Of course, that leaves off the writer who might be the king of postmodern fantasy (a title I am guessing he would hate): M. John Harrison. By the end of his Viriconium books, Harrison has deconstructed his fantasy world right out of existence. That, ladies and gentlemen, is postmodernism (granted, one of many possible incarnations of postmodernism); that is deconstruction. Setting a world a thousand years after the hero failed is a neat concept, a springboard for a good story, but it does not make a book 'postmodern fantasy.' (Or if it does, then the appellation would have to be defined so generically as to be useless.)
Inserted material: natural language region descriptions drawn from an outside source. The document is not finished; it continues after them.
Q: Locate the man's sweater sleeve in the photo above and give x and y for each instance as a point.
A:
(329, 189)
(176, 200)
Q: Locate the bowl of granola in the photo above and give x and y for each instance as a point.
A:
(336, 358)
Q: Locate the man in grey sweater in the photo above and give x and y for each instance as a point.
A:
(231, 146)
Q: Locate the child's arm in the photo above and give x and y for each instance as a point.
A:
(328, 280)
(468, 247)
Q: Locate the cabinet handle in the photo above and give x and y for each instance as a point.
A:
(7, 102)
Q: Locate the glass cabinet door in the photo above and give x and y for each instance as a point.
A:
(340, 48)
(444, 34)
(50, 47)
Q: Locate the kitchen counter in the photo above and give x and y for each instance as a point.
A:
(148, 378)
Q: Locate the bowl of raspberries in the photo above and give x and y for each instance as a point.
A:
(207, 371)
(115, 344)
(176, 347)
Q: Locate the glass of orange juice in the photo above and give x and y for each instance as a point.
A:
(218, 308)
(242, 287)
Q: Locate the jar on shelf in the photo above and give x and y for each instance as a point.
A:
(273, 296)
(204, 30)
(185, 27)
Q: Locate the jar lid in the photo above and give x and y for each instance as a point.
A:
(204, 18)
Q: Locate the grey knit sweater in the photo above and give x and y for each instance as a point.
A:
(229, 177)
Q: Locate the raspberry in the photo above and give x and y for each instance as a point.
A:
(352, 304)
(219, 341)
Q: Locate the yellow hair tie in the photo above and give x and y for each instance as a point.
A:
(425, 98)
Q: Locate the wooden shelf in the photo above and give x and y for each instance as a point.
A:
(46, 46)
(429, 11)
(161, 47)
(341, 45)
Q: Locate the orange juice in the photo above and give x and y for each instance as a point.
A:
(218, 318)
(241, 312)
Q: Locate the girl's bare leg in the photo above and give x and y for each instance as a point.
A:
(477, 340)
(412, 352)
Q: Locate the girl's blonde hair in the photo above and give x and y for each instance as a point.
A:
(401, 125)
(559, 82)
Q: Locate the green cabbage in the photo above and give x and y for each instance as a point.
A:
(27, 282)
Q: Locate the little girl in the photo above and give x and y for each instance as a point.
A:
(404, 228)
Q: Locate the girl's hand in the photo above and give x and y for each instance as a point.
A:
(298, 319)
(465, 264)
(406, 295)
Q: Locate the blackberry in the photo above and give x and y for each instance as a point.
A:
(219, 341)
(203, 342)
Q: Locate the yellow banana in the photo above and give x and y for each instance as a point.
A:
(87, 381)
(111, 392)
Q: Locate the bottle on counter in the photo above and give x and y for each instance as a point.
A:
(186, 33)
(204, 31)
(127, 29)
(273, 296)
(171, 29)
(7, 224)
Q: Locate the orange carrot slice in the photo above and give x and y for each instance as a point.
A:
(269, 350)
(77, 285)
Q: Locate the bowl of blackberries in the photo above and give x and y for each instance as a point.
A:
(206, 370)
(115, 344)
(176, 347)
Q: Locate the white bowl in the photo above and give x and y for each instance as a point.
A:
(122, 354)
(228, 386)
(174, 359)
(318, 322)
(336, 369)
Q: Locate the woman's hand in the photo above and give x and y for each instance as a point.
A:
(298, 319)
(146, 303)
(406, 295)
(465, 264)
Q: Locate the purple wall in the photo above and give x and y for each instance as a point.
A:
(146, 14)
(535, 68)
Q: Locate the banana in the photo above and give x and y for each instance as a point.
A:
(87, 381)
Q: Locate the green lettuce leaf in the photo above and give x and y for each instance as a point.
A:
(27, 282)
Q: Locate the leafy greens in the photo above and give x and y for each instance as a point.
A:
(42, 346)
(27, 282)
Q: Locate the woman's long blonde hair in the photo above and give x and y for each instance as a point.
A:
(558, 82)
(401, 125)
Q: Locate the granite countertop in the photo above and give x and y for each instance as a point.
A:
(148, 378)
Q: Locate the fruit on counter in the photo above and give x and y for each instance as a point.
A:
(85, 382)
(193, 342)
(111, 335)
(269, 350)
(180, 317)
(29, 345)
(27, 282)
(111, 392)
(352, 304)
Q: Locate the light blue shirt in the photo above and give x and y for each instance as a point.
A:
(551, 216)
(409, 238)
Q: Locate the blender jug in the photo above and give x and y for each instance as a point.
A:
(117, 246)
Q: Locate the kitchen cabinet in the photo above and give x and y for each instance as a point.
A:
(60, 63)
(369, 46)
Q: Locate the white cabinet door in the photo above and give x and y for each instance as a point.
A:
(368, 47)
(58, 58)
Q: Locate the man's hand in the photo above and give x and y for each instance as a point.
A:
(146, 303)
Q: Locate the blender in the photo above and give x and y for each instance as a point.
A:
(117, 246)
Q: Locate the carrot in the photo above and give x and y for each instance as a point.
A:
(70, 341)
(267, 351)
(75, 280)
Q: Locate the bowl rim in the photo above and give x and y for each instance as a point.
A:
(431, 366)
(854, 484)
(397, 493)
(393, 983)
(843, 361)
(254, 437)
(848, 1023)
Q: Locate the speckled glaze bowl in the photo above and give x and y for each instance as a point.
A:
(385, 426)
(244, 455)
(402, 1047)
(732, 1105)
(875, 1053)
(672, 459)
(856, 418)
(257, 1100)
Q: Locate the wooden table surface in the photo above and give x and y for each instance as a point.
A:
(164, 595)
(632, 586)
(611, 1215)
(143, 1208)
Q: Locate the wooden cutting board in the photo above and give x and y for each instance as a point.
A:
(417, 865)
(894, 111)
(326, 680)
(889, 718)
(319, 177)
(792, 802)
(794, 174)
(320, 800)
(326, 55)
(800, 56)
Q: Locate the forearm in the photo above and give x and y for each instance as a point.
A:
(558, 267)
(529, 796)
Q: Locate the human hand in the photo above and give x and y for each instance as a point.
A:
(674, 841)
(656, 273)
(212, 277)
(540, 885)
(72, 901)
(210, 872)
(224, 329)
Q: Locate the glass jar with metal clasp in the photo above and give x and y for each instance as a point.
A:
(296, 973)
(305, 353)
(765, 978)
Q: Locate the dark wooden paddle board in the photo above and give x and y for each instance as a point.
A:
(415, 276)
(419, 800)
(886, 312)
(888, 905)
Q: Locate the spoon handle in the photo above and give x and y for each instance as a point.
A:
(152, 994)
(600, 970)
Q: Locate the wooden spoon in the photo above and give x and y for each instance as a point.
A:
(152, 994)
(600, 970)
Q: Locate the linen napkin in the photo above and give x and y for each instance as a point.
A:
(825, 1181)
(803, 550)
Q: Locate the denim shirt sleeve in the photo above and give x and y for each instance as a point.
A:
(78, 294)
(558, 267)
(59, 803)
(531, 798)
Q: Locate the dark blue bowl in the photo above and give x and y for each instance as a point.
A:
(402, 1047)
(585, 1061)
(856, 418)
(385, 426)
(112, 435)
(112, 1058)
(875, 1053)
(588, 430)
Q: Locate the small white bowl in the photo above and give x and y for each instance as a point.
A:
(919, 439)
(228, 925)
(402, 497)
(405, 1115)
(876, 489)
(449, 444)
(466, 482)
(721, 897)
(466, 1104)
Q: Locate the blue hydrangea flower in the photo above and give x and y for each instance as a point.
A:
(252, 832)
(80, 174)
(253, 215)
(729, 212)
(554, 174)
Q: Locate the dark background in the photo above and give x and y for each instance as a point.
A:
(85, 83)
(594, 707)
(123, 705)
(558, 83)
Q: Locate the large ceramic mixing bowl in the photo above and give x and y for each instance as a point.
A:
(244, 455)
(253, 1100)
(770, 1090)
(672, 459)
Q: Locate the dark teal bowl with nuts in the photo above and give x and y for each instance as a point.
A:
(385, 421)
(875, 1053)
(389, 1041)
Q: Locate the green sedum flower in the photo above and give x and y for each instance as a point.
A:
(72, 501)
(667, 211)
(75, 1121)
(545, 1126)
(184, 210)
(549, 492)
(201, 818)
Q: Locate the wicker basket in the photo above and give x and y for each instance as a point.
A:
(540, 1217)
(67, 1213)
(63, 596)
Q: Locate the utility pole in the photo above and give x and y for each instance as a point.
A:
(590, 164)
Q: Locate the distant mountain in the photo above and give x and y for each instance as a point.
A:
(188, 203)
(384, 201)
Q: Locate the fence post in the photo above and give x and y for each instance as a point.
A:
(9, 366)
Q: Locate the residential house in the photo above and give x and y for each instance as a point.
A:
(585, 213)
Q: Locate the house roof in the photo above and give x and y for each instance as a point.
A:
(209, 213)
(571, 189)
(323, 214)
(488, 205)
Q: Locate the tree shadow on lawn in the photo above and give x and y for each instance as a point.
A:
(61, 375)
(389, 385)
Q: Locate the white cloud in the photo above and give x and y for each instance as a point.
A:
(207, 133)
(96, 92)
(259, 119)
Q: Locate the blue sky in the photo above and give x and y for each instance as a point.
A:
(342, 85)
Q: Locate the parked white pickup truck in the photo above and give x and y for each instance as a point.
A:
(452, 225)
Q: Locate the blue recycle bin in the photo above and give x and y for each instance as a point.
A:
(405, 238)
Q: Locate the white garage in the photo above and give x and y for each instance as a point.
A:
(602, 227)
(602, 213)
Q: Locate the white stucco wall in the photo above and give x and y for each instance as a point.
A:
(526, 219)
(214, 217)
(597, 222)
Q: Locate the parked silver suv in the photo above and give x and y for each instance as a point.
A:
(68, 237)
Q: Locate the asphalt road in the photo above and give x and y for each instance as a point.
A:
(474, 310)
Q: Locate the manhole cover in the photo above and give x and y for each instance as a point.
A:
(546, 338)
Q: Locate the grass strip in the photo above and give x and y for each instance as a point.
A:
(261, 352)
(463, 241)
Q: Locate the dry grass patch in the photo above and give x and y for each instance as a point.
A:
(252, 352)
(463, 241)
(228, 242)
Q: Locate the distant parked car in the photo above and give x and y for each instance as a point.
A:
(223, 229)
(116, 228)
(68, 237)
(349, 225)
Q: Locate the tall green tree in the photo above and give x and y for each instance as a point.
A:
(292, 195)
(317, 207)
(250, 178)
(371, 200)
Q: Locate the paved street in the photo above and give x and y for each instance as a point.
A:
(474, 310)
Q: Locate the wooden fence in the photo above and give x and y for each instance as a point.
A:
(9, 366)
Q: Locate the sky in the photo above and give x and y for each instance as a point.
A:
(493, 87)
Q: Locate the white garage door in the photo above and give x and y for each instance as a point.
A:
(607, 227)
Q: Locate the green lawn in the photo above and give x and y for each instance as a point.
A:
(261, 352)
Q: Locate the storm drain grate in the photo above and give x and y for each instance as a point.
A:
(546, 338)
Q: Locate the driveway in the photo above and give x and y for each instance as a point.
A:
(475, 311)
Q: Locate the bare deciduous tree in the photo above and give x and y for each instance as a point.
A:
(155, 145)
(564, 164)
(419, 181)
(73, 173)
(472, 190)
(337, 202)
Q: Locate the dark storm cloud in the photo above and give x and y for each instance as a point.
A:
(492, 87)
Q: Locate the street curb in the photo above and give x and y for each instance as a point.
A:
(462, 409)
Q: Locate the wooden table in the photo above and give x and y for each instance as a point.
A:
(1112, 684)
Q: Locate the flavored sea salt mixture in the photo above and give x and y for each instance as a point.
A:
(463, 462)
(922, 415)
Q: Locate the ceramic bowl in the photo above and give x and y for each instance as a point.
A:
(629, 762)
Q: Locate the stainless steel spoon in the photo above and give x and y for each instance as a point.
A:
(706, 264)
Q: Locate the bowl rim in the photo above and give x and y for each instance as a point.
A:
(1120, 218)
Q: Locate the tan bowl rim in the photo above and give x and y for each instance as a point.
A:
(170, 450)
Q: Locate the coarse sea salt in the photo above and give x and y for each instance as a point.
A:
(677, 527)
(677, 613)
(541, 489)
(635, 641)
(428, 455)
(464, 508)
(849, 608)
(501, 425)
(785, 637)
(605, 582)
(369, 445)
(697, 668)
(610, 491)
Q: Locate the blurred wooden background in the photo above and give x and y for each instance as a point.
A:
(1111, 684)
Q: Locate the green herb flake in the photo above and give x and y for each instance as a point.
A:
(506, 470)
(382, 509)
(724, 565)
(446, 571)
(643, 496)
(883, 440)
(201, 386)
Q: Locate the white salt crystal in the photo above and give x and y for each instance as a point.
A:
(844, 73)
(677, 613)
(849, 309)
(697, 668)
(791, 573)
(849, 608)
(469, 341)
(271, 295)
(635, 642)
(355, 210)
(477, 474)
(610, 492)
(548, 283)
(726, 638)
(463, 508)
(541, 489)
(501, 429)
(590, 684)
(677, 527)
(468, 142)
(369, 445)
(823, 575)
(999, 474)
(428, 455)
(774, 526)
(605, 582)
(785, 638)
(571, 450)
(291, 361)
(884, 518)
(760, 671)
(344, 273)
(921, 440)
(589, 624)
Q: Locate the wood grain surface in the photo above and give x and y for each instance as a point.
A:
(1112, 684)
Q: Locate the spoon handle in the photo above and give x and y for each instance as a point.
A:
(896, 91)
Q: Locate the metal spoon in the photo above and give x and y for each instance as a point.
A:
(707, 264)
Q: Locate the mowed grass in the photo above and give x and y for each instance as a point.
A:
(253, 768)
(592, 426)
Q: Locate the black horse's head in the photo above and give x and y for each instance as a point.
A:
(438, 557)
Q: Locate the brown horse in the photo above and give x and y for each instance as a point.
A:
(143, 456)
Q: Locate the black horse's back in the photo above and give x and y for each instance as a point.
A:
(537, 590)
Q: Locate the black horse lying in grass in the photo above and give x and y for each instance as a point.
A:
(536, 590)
But my major problem is the point Sanderson seems to be making about Mistborn. He seems to think that the series' success came from the fact that it was a supposed postmodern fantasy; that it was the specifically postmodern things he was doing with the book that made it good. Now, there's a certain truth to this, if we go with Sanderson's definitions of postmodernism: most of the people I know who fell in love with those books seem to have done so because the story was something they had not seen before, the world-building and concepts very new, very fresh. If Sanderson got there by consciously taking epic fantasy tropes and twisting them, then more power to him. But again, he's just following in a long line stretching from the people subverting William Morris in the late 19th Century up through the reactions to Tolkien up through now. If that technique is postmodern, once again, all of fantasy is postmodern, and it's not even worth having this discussion.

The thing is, people don't fall in love with a technique, or with a form, or with a movement, when they fall in love with a book. People want good writing, good characters, and a world that they can either get lost in or through which they can gain new insight into the world, or both. Mistborn has enough of those things that it sold well, and that people fell for it.

If you want real postmodern fantasy (which, sometimes, I do), read M. John Harrison. If you want a good story with solid characters and an intriguing world, read Brandon Sanderson. Don't worry about the deconstruction, unless that sort of thing floats your boat, in which case, let's have coffee.

2 comments:

Robin said...

Frankly, I like much postmodern fantasy. I /do/. I like it because it's different, and while I adore my classic, high-brow, Tolkien-esque fantasy where the good guys always win, I also like it when they don't, sometimes.
I actually was writing a postmodern fantasy story a while ago, and it was getting quite good, though I do say so myself, until I realized that it was postmodern, and was put off, and stopped writing it.

In the end, I'm not sure it matters, and I hate the labels that people put on stuff like this. A story is a story, and it's good or it's not, and it doesn't matter to me if it's postmodern, just so long as it's good, and fun, and makes me smile.

Ethan said...

I agree completely. It just bothers me when, if we ARE going to apply labels, we apply them as wrongly as Sanderson did. He's no more postmodern than Charles Dickens.